Frustrated, I run my fingers through my hair before blowing out another breath. “I’m not the one trying to date her. You are. I’m giving you all the ammo I can think of to make that happen, but the ball is still in your court.”
He shakes his head. “That’s not how this works. Yes, I think all this info is a great start, but I’m still going to need your help.”
“Then you’re going to have to be more specific,” I bite out.
“How do I convince her to give me a chance?” he returns with just as much venom.
Apparently, I’m not the only one with a lack of patience for the day.
“I don’t know. Right now, she’s pissed at me too.”
Pulling away, Conner takes another bite of his sandwich after asking, “And why’s that?”
“Because I asked her if….” For some reason, divulging the fact that my best friend has never been kissed seems like crossing a line. “I asked her if she was seeing anyone.”

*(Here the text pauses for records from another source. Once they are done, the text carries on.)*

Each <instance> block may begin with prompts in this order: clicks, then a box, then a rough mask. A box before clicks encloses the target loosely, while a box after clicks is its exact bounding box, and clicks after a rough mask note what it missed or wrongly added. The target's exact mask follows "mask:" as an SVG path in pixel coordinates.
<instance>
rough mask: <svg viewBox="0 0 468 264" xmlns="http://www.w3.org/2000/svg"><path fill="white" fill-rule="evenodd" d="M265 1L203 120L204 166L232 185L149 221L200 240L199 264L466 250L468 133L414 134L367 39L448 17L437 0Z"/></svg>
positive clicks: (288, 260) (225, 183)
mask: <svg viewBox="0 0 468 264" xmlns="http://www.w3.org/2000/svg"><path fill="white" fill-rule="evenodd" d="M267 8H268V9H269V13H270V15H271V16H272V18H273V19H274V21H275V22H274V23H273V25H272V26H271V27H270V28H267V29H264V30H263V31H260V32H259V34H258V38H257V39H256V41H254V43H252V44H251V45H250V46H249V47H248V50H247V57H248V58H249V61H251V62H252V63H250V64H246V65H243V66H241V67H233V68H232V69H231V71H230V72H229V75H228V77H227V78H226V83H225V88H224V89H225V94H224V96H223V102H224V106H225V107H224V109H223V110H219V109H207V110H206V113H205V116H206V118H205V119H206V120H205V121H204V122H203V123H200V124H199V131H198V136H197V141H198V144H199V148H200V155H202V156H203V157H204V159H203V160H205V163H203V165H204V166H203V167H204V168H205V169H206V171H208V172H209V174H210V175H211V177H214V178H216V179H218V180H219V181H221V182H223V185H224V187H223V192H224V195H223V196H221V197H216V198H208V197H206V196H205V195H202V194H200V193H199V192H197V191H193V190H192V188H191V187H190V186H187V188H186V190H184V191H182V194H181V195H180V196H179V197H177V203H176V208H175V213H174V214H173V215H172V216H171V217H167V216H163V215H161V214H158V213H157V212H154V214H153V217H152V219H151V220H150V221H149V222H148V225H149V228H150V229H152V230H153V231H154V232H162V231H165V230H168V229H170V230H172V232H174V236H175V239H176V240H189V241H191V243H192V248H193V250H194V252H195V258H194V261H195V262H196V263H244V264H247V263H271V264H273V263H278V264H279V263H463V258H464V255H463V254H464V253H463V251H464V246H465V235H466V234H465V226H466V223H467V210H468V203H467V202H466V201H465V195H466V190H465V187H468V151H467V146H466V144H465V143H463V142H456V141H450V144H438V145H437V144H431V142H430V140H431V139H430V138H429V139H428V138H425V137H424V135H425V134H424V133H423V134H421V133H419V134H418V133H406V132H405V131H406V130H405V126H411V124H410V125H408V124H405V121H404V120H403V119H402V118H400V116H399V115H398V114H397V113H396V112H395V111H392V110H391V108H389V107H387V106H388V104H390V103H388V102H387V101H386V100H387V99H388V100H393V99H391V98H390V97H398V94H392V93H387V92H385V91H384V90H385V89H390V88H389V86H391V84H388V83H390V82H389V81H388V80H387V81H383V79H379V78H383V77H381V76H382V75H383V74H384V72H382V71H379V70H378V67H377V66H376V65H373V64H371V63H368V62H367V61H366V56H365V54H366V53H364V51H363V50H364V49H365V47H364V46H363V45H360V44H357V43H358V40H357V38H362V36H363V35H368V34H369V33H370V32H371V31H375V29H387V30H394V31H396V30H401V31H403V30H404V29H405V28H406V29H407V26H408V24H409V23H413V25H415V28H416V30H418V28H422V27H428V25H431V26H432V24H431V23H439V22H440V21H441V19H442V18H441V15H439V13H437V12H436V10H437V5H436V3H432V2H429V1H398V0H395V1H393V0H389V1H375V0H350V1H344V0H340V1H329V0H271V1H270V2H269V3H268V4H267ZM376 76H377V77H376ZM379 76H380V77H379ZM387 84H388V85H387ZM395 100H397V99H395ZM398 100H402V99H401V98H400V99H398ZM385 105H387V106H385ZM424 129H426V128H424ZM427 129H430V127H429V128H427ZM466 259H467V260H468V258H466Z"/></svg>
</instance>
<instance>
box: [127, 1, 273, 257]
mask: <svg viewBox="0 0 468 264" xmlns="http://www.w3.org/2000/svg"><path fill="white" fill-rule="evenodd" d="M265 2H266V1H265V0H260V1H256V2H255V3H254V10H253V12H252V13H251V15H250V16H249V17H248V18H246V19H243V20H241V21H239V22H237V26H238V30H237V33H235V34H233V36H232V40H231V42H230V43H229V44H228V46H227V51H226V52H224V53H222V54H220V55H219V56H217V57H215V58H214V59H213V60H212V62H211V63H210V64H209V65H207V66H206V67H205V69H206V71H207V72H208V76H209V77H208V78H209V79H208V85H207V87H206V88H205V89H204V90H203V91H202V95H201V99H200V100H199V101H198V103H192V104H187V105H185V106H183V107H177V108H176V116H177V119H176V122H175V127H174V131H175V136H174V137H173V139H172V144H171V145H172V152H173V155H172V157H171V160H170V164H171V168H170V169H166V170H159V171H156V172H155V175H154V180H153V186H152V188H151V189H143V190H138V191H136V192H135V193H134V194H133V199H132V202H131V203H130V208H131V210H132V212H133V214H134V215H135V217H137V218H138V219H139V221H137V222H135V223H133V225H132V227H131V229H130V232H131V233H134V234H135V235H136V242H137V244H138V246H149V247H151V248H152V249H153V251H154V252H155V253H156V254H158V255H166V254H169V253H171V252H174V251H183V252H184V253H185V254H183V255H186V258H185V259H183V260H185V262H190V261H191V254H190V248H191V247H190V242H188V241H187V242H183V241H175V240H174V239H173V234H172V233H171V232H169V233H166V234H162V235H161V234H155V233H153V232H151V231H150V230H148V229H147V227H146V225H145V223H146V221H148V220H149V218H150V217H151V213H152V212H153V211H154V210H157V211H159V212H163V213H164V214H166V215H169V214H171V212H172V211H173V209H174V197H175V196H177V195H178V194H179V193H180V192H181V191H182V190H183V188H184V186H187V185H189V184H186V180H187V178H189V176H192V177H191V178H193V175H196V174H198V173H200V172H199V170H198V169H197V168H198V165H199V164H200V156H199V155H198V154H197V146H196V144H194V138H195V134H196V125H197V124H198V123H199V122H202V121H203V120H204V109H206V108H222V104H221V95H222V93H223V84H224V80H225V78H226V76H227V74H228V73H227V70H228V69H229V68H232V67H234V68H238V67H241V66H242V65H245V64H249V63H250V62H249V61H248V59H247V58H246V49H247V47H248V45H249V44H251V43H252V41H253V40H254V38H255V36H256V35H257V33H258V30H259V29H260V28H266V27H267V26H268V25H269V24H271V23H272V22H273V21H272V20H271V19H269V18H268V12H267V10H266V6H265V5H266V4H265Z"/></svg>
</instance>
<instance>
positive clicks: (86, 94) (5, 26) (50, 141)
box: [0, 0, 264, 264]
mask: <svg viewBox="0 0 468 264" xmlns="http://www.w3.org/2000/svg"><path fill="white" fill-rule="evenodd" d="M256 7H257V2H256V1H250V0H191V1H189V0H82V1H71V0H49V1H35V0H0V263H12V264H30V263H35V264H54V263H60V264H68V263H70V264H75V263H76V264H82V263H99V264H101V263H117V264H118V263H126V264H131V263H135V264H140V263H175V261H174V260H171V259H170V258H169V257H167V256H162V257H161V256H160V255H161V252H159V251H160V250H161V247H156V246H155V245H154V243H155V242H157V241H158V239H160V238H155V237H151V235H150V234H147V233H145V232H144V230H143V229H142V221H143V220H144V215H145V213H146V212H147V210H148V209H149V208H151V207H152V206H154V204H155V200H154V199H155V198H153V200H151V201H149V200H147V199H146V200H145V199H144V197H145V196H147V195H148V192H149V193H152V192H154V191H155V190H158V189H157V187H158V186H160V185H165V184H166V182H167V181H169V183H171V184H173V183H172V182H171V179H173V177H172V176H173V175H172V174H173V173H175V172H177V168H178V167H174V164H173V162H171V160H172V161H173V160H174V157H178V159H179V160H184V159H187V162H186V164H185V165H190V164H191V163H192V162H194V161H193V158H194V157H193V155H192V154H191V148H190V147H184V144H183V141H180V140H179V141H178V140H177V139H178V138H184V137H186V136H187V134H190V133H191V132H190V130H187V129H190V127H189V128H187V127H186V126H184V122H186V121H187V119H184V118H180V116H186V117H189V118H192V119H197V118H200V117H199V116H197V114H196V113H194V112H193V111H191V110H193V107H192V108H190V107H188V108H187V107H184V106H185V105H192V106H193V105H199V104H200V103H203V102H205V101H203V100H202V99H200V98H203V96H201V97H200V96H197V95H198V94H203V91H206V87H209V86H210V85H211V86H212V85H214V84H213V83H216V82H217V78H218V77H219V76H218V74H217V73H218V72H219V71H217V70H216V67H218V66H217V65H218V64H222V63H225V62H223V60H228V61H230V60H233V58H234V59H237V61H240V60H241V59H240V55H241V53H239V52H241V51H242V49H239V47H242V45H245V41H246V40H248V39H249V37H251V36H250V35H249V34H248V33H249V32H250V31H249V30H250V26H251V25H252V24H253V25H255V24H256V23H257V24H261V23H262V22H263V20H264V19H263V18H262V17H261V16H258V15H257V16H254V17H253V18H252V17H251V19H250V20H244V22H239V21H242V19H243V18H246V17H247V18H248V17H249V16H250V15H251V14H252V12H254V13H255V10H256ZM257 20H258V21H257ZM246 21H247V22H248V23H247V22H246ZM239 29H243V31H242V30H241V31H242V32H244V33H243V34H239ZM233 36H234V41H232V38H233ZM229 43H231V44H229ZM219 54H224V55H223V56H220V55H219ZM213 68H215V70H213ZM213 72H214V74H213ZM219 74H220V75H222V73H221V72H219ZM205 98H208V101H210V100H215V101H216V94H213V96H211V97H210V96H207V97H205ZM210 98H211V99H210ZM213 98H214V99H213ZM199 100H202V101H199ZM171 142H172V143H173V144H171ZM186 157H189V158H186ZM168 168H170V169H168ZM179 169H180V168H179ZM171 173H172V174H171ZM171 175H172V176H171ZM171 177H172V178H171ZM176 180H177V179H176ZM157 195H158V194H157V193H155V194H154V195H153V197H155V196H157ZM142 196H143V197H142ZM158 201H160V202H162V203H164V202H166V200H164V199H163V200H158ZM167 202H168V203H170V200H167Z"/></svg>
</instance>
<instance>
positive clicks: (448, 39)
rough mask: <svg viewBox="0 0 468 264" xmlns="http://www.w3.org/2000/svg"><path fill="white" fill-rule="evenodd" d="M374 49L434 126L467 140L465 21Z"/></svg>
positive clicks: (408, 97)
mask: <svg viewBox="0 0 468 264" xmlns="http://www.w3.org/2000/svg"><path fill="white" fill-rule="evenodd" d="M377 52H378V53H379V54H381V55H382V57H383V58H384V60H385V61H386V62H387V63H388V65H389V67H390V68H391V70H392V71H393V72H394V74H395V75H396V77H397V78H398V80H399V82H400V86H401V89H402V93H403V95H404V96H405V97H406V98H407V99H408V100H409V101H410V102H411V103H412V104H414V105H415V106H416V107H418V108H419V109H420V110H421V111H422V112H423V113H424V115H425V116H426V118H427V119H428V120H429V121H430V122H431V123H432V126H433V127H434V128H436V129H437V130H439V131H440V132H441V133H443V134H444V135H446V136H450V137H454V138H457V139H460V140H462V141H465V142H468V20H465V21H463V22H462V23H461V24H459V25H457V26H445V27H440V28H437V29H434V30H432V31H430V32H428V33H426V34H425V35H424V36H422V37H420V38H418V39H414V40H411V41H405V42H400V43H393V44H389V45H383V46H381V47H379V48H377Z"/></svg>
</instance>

“You didn’t know if she was single?”
“I assumed, but we don’t really talk about our love lives.”
“Why?”
Because she doesn’t want to hear about mine, and I never bothered to ask about hers, I think to myself, feeling like a dick for being so self-absorbed. Still, the thought of her being with someone makes my nose wrinkle, so maybe it’s self-preservation more than self-absorption. Or maybe I’m just trying to make myself feel better, and that I’m not really a shitty friend.